Federal authorities have announced an investigation into the Seattle-area nursing home at the center of the coronavirus outbreak. The news comes just as the total death toll from the coronavirus climbed to 11, with the first reported death outside of Washington state.

Officials in California’s Placer County near Sacramento announced that an older adult who had tested positive for the coronavirus after returning from a San Francisco-to-Mexico cruise had died. Washington state also reported another casualty, bringing its total to 10.

Most of the deaths in the state were residents of a nursing home run by the Life Care Centers of America in Kirkland, a suburb east of Seattle. Now, Seema Verma, head of the Centers for Medicare and Medicaid Services (CMS), has announced that the agency is sending inspectors to Life Care along with experts from the Centers for Disease Control and Prevention (CDC) to determine what happened and see if the nursing home followed guidelines for preventing infections.

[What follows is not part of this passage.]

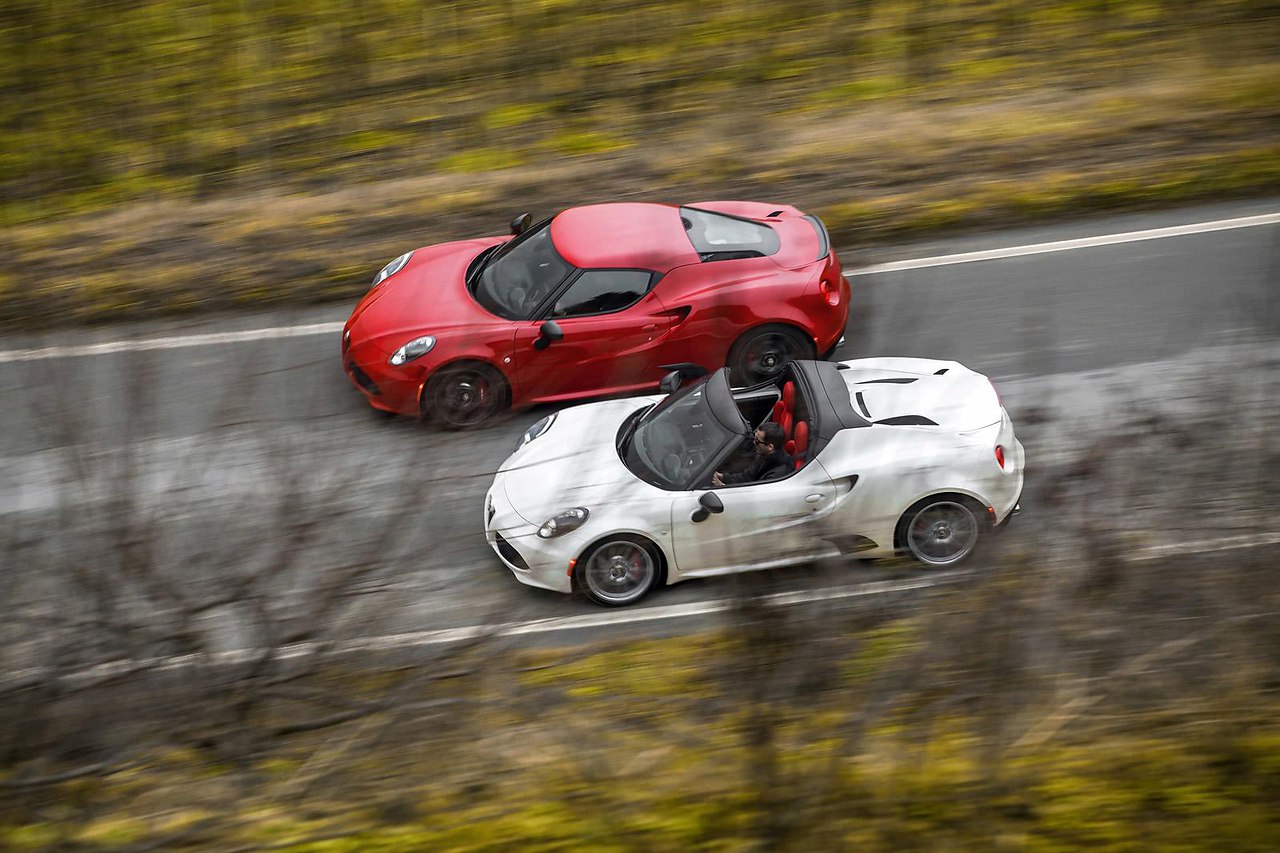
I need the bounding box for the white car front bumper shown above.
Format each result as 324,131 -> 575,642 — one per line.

This won’t be the first time the nursing home has come under investigation. Last April, the nursing home was fined $67,000 by the state for infection-control deficiencies following two influenza outbreaks that affected 17 people, including both patients and staff. Verna confirmed that an unannounced follow-up inspection in June of Life Care determined that it had corrected its problems.

For its part, Life Care has stated on its website that it is now screening employees for symptoms before they start work and as they leave. It is also prohibiting visits from residents’ family members.

Officials under pressure

The new investigation into Life Care comes as public officials in Washington state are coming under pressure to take more aggressive steps to contain the outbreak. People have called for schools to be closed and large events to be canceled. However, while both the state and the city of Seattle have declared emergencies, giving officials broad powers to suspend activities, neither issued any orders to do so as of yet.

“We have encouraged people who are responsible for large gatherings to give consideration whether it really makes sense to carry those on right now,” stated Governor Jay Inslee. “Right now, we are deferring to the judgment…of these organizations.”

While some schools and businesses have already shut down, Inslee stated that large-scale closings have not yet been ordered because there are so many ramifications for families and businesses. He specifically singled out health care workers who might not be able to go to work if they needed to take care of children at home.

Meanwhile, both local and state health officials have not recommended school closings unless a confirmed case of the disease was found at the school. One such school, Hazen High School in Renton, south of Seattle, has already been closed for the rest of the week after a student tested positive for the coronavirus.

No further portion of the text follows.